It is hard to imagine a better legacy than passing a thriving family business on to the next generation. Unfortunately there are often stumbling blocks such as: insufficient preparation, sibling and inter-generational rivalries, incompatible ideas and/or visions. Add in the personal emotions that exist more in family settings and you can end up with a huge blockade to future success. The good news is that the transition can be made smoothly if the planning starts early and the family commits to making it work without letting feelings get in the way. Trust me on this; my family is years into the process and the transition is going well. As the second-generation principal of a 46-year-old family business, I’ve seen first-hand the issues that arise and understand what it takes to make it work. Start Early First, understand that this is a multi-year process. Mom just can’t announce one day that she’s retiring and hand over the keys to Junior. You might as well put out the going-out-of-business signs. Years, perhaps decades, in advance the older generation must take stock of what is to come and start a checklist of decisions and actions that must be made. Among its items:
- Are the kids interested in running the business?
- Are they able to run the business?
- Have I provided appropriate training and mentoring?
- How do we structure the ownership transaction(s)?
- What is the timeline?
- Am I ready to let go?
Planning for the future – Building a Succession Plan The next generation must be exposed to all aspects of the business, early on. Before they can take the lead, they need to learn the possibilities as well as the problems. They need to be let in on the family’s specialties such as Dad’s special way of tracking sales and expenses, and understand Mom’s secrets to closing the deal. The path isn’t the same for everyone. Maybe the starting line comes early in life with a child helping the staff stuff envelopes. Maybe it comes after getting the MBA, when the next generation shadows department heads and learns to think critically and make sound decisions for the business. The key is to get the process moving. I know my brother and I took two different paths on the road to principal. Don’t Avoid the Issues The thorniest problems often are closely tied to the relationships – a couple of your kids really don’t like each other, a younger daughter is more qualified to be CEO than your oldest son, old rivalries and disappointments are rekindled in the transition process.
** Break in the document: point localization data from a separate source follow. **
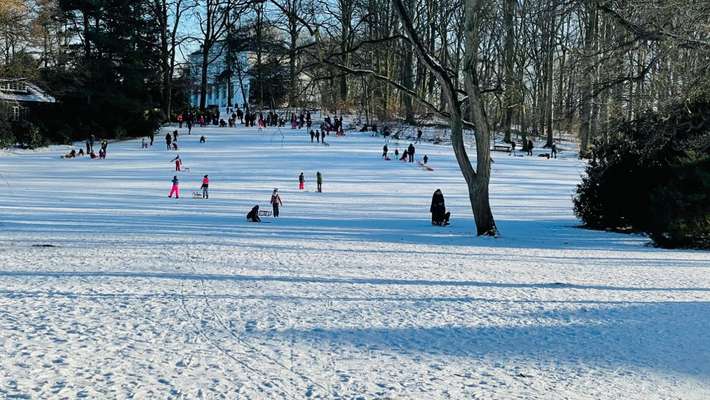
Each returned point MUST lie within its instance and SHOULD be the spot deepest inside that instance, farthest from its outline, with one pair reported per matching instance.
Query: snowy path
(351, 293)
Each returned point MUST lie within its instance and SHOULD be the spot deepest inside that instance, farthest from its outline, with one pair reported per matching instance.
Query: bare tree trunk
(585, 111)
(476, 180)
(509, 64)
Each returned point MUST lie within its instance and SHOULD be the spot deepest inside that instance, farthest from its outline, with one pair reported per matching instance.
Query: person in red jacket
(205, 187)
(175, 190)
(178, 163)
(276, 202)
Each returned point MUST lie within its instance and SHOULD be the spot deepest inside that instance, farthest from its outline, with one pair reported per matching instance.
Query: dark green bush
(652, 175)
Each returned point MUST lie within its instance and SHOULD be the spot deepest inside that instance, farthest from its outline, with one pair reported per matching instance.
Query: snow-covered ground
(350, 294)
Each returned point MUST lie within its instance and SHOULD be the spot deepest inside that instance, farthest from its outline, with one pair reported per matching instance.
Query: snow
(350, 294)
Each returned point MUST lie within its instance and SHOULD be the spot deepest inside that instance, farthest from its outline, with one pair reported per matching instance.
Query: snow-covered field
(350, 294)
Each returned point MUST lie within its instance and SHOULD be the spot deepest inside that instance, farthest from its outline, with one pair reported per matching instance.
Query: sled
(426, 167)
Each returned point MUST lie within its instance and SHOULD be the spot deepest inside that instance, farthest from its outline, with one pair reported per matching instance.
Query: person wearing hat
(276, 202)
(205, 187)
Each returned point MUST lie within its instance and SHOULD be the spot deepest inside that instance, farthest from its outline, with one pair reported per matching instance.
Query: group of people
(319, 182)
(276, 202)
(103, 148)
(318, 135)
(407, 154)
(175, 188)
(528, 147)
(336, 124)
(301, 120)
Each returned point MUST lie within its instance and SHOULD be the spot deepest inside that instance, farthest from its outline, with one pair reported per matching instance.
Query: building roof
(21, 90)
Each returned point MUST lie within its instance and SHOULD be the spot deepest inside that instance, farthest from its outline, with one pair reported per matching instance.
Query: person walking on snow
(554, 150)
(178, 163)
(439, 216)
(276, 202)
(253, 215)
(205, 186)
(175, 190)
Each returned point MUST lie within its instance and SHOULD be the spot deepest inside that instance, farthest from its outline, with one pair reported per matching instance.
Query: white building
(218, 84)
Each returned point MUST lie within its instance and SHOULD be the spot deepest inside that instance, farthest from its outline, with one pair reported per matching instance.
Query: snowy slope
(351, 293)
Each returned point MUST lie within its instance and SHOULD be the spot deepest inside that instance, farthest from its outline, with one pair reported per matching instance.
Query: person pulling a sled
(175, 190)
(253, 215)
(439, 216)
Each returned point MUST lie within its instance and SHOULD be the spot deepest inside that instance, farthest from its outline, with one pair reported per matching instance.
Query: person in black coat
(253, 215)
(439, 216)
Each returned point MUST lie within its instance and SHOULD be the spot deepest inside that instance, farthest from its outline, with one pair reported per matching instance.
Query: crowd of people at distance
(90, 151)
(298, 121)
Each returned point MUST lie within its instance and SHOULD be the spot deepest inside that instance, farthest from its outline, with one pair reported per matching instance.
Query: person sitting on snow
(253, 215)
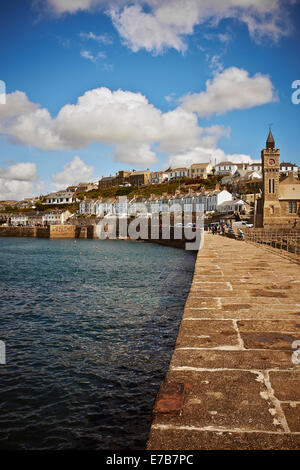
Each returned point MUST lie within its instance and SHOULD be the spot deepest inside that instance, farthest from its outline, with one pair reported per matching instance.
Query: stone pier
(234, 377)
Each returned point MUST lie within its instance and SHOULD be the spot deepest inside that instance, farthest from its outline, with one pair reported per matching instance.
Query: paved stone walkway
(234, 378)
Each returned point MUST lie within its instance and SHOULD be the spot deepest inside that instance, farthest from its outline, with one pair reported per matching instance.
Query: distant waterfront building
(55, 217)
(199, 170)
(61, 197)
(139, 178)
(158, 177)
(225, 168)
(285, 167)
(177, 173)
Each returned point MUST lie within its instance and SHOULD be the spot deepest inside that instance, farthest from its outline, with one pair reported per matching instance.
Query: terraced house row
(213, 201)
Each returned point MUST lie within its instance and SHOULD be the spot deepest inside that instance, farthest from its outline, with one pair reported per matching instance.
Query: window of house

Solve these problems now! Don’t turn over your keys, or do things that can’t be undone, while issues are boiling under the surface. Years of planning and work can be wasted when you head off to retirement and the office turns into a war zone. Your accountant and lawyer are vital partners in making sure the business entity transitions smoothly to next-generation ownership. They can help greatly to minimize negative consequences (such as an inheritance tax bill that would force a sale. Has the older generation gifted the business, or is the next generation buying the business from Mom and Dad?) Get them involved years in advance, so you can avoid hidden financial surprises. Formalization Once you are ready to move forward with your succession plan, you will likely need some outside help to define roles and responsibilities and help you plan and structure the company for the future. We recommend you hire an Organizational Consultant to work with your company to help ensure success in effectively transitioning the leadership among the generations of family owners. That is what we did and have benefited greatly from doing so. A few tips we learned:
- Clarify management roles.
- Develop best practices for the company
- Ensure that your company is and will continue to be a great place to work before, during and after the transition.
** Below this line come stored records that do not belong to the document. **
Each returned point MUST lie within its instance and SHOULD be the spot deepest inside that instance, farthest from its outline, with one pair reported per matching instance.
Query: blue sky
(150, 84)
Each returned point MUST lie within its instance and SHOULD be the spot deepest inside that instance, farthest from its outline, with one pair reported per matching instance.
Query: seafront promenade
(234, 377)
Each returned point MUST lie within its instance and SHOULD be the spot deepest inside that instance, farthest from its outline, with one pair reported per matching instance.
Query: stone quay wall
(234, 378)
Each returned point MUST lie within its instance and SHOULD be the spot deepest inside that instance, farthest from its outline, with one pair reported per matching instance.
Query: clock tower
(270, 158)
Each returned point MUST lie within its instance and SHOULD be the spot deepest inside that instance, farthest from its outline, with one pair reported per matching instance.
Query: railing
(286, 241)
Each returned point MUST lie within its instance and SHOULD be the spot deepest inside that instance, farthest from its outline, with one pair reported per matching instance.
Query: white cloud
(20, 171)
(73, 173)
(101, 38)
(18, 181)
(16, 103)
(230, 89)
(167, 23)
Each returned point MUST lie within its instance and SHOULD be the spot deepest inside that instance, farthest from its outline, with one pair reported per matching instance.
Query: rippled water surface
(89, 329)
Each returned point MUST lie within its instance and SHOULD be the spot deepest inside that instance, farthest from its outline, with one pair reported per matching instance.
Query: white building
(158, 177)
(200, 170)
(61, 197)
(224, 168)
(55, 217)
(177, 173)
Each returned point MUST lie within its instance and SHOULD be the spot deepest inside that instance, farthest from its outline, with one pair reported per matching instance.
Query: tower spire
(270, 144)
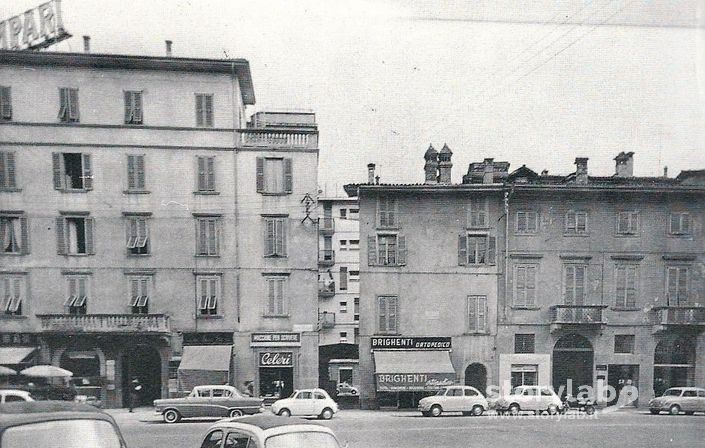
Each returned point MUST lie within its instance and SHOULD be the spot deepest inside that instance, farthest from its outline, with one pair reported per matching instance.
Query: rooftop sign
(34, 29)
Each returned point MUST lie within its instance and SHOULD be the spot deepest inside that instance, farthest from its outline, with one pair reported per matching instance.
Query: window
(677, 285)
(574, 282)
(476, 249)
(477, 314)
(139, 295)
(5, 103)
(12, 293)
(274, 175)
(206, 174)
(14, 234)
(679, 223)
(624, 343)
(72, 171)
(524, 343)
(68, 105)
(386, 250)
(137, 235)
(275, 237)
(74, 235)
(204, 110)
(276, 299)
(576, 222)
(77, 300)
(626, 284)
(526, 221)
(388, 309)
(133, 107)
(135, 173)
(208, 290)
(207, 244)
(8, 172)
(525, 285)
(628, 223)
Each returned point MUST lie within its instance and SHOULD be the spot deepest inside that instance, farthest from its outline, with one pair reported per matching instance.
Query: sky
(535, 82)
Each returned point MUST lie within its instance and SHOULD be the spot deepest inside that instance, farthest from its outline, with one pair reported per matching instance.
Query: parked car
(679, 399)
(465, 399)
(307, 403)
(13, 395)
(269, 431)
(530, 398)
(57, 424)
(208, 401)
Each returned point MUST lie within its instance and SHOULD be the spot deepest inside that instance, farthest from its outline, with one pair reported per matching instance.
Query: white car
(465, 399)
(307, 403)
(530, 398)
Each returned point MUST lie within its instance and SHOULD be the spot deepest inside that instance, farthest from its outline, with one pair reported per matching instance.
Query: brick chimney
(431, 166)
(581, 170)
(624, 164)
(444, 165)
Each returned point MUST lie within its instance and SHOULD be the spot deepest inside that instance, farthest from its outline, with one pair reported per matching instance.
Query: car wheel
(436, 410)
(171, 416)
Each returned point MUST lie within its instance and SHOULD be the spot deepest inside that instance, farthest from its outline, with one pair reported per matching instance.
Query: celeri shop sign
(389, 382)
(410, 343)
(35, 28)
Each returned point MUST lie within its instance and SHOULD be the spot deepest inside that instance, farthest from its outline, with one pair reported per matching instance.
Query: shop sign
(390, 382)
(276, 359)
(410, 343)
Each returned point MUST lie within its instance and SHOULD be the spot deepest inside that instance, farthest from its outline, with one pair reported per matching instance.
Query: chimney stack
(624, 164)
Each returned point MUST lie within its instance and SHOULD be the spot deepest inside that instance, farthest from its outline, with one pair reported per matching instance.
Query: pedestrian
(135, 390)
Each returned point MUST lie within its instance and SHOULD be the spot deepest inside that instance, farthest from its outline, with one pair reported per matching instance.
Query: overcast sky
(534, 82)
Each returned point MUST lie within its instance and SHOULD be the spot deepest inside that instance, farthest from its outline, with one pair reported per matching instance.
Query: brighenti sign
(34, 29)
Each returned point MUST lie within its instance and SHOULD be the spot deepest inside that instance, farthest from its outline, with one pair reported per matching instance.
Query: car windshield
(83, 433)
(308, 439)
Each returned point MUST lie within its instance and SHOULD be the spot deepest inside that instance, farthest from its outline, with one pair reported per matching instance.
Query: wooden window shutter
(260, 174)
(288, 176)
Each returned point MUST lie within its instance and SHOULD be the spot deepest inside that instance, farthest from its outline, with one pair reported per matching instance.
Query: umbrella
(46, 371)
Make the Hard Decisions Sometimes as you undergo the Succession Planning/Formalization Process it may become clear that the future you envisioned for your children just may not work. If that occurs, don’t be afraid to make the hard decisions. Maybe a fallback is to split off segments of the business to various children, you may need to bring in unrelated executives for key positions, or even fire one of your kids. Nobody wants to do that, but sometimes it must happen. In my business, the transition has been working well. My parents, the founders, remain active participants and decision-makers, yet they get to enjoy the fruits of their labors on the golf course in Florida for much of the year. Early on, they took stock of us kids, saw our interests, and made us a part of the plan. They became colleagues, mentors, business partners and problem solvers. They set the tone and the example, and both generations together made it happen. This year, the first of my children will go to college. I don’t know yet if he’s interested in the business; probably he doesn’t know yet. But as he and his brother get their education and formulate their futures, it’s a conversation we’ll have at the right time. We’ll see what works and what doesn’t, and if another generation will come on board. But this is a decision that is not up to us. And that’s another vitally important realization that family businesses must have: Those of the next generation may not love the work, and you have to respect that. But if they do, and they have that fire in their bellies that you feel upon unlocking the door every morning, go for it! Watching their success will be a success of your own.